Ideas for piano/violin duo?
Due to a lack of cellists, I've been placed in a violin/piano duo for my college's chamber music program, and am currently searching for repertoire ideas.
Would really appreciate if anyone has any suggestions.
Preferably Classical onwards, and needs to be 'serious' repertoire (conservatory/professional level).
Thank you :)
there are a lot of those. any of the beethoven and brahms violin sonatas would work.
There is an unbelievable amount of violin/piano sonata repertoire. As has already been mentioned, Beethoven, Brahms sonatas; Franck sonata. Add to these any Mozart sonata; Faure sonata in A major op. 11 (there is another one but it is much less accessible); Prokofiev sonata no. 2 in D major (also the more accessible choice); Stravinsky Suite Italienne; Hindemith sonata op. 11 no. 1 (very accessible); etc., etc.
Ditto - Piano-Violin Sonatas are chamber music. The piano part is more often than not busier and technically more difficult than the violin part, so take good care of your pianist, let them help choose repertoire even when they don't know the list as well as you. I have always thought that a pianist and violinist could share a college recital by doing sonatas.
Just remember that for pieces like Franck, Beethoven #7 or #9, or any Brahms sonata you'll need a HECK of a pianist to make the experience rewarding.
Edited - complete nonsense.
Respectfully, if this is for a college chamber music class, then the piece chosen needs to be actual chamber music. This rules out transcriptions and solos with piano accompaniment. It is true that some sonatas have extremely difficult piano parts and the pianist should be consulted in the selection.
OK, didn't get that completely. Sometimes reading too fast...
Spring Sonata is kiddie stuff.
Not kiddie stuff, but played too often. Scott, I didn't know the Janacek, but the beginning is already great!
This is a subject to be discussed with the pianist ahead of time, especially if the pianist is also a student. Then you need to see how you work together. So start out with some of the usual warhorses and build from there and plan a schedule for the semester.

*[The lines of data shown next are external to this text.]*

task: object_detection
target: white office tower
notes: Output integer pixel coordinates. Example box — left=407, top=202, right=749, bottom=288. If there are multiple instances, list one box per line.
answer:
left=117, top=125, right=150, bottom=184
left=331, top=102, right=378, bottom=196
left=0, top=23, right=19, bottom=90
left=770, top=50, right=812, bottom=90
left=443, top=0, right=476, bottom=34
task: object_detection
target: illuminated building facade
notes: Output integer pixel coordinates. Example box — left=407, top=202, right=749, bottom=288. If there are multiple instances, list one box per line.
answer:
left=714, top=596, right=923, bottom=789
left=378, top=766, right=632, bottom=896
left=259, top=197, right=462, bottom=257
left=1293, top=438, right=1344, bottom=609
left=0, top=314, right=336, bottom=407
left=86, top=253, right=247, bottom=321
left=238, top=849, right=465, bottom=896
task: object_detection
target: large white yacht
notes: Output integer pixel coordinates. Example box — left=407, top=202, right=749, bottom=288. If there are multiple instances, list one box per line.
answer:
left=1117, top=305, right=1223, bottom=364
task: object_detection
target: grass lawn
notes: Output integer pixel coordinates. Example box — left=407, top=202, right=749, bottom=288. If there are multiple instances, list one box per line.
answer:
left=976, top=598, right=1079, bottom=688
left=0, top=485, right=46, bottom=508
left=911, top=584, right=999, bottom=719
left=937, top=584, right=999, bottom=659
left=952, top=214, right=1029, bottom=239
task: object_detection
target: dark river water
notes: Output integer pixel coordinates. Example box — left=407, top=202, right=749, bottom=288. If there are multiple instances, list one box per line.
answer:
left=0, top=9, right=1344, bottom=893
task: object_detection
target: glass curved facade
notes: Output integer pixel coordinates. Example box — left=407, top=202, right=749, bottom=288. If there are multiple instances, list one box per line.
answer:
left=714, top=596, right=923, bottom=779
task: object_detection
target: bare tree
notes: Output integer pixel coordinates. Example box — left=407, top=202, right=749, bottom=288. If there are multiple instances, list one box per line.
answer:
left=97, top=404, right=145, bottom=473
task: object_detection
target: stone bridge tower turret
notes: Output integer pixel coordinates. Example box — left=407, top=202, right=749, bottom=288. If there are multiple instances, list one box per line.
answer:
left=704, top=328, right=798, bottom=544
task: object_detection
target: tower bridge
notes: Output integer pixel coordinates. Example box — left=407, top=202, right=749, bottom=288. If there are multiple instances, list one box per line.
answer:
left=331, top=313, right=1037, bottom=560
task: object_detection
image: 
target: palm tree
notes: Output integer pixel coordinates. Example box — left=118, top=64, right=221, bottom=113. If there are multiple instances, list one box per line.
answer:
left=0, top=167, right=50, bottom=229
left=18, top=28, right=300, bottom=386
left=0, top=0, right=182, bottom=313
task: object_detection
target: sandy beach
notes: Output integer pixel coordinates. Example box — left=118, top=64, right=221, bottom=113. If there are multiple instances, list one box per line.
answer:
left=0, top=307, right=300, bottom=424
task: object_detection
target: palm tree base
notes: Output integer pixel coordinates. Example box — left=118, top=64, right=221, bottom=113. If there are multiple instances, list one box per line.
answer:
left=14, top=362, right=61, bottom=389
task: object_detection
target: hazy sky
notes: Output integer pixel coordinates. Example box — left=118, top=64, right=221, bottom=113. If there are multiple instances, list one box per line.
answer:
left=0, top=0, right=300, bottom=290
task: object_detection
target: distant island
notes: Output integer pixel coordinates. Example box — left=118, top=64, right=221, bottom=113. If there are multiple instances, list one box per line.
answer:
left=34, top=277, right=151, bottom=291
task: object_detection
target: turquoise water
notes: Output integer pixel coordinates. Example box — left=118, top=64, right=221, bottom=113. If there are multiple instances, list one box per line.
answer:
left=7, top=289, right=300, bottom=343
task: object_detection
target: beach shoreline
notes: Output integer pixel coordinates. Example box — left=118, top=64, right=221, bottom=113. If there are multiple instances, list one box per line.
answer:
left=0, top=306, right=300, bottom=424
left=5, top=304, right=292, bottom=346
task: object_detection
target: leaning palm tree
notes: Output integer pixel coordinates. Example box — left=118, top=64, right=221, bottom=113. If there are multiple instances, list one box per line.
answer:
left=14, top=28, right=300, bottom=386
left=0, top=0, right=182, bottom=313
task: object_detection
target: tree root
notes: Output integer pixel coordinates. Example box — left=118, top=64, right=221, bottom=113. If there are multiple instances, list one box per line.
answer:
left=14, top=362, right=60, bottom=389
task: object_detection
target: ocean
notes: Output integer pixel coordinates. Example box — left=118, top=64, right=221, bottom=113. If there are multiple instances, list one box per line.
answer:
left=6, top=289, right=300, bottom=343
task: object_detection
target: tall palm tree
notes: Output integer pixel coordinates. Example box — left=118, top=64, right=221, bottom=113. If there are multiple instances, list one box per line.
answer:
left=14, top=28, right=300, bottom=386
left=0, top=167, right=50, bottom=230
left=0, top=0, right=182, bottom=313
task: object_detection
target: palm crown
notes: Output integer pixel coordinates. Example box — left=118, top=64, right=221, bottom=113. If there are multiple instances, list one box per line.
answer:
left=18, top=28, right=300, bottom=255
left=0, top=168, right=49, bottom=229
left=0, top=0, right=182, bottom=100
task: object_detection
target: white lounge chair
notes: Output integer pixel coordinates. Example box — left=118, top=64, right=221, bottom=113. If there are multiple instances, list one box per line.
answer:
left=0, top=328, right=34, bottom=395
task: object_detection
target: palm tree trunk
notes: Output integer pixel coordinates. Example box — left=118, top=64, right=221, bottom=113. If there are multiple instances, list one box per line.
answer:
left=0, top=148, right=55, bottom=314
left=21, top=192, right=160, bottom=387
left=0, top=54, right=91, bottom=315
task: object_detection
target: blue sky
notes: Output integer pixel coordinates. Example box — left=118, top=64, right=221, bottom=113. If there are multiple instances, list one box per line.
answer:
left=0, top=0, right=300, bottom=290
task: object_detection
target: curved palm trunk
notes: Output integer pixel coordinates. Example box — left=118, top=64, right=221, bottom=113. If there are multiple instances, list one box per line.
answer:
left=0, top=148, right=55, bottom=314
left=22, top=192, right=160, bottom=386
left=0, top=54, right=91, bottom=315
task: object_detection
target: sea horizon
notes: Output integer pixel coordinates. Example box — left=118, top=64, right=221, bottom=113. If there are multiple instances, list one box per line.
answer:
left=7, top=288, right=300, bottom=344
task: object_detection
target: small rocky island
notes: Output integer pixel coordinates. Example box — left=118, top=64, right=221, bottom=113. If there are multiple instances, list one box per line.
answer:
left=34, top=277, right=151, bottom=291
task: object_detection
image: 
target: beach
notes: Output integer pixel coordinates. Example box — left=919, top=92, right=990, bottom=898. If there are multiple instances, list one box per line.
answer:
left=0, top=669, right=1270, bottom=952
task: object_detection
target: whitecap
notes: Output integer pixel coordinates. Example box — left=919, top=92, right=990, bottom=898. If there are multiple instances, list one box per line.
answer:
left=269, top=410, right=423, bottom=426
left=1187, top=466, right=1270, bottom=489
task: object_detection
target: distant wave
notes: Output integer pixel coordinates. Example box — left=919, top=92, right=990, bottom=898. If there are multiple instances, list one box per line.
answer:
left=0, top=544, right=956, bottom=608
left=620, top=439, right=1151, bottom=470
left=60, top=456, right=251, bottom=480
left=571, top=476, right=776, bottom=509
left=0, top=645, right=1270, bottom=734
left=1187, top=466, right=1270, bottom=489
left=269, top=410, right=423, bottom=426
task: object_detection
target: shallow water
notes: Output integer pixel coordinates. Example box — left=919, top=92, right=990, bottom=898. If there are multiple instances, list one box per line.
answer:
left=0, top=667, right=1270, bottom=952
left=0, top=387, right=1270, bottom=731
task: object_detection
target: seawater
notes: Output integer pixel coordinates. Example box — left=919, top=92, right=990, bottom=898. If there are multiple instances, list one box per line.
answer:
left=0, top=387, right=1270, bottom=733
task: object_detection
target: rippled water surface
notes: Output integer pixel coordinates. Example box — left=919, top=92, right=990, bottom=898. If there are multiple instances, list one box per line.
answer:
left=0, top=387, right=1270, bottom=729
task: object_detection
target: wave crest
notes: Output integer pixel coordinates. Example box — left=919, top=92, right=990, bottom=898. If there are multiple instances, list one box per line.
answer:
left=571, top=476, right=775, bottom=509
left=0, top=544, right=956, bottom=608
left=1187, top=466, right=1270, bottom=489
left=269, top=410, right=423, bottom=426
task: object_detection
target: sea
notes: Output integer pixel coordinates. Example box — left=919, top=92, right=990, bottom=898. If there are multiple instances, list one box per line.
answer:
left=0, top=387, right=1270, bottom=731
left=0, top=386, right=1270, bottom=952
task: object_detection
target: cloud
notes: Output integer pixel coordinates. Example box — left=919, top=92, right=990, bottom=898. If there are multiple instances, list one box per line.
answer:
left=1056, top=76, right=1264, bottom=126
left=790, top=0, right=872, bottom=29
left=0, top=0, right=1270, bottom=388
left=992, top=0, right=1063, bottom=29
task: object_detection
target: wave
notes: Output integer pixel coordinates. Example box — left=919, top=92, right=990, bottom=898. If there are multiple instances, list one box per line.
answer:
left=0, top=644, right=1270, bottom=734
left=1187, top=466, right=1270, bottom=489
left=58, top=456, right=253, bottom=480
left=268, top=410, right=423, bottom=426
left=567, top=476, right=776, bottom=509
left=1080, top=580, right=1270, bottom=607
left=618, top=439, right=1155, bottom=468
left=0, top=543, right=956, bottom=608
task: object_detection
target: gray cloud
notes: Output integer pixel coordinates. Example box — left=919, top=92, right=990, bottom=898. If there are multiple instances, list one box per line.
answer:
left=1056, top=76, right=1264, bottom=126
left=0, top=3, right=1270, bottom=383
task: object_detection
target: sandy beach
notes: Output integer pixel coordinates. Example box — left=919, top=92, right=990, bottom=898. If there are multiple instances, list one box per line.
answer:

IMSLP lists nearly 4000 works for violin and piano that are no longer in copyright.
The Grieg Violin/Piano Sonatas are pretty awesome too!
It might be worth bearing in mind that the focus of the partnership is chamber music, so don't choose anything that will extend you so far technically that you don't have much head space for the ensemble aspect or interpretative decisions that you will need to make. Working closely with a duo sonata partner is really rewarding.
Given that there's a significant chance that the pianist will have to do way more work than you will, I'd probably allow the pianist to choose what you work on. How good is your pianist?
Finding a pianist who will work with you over the course of a semester (or whatever) on the Franck Sonata is very difficult. What you have here is a rare opportunity. A lot of chamber programs look down on sonata pairings, prefering groupings of three or more.
If you think the Spring sonata has been played too often, try one of the less famous Beethoven sonatas. I love op. 30/3 in G, full of fun and humor. And I think reasonably playable for the pianist. Most of the later 19th century music will put a lot of difficulty on the pianist (the Franck especially, at least mvmt. 2); there is a general problem with chamber music for piano and others: It is mostly quite playable for the strings (or winds), but very hard for the pianist.
Why is the Franck such a staple for these purposes?
Herman, yes, and also Debussy. But I think the Franck is musically more accessible (i.e., not as deep) and if you're relatively inexperienced in chamber music it's good fodder for gaining some experience teasing out the nuances of the duo.
Sorry for the late reply, thanks for all the answers & the advice on duo dynamics/skill etc.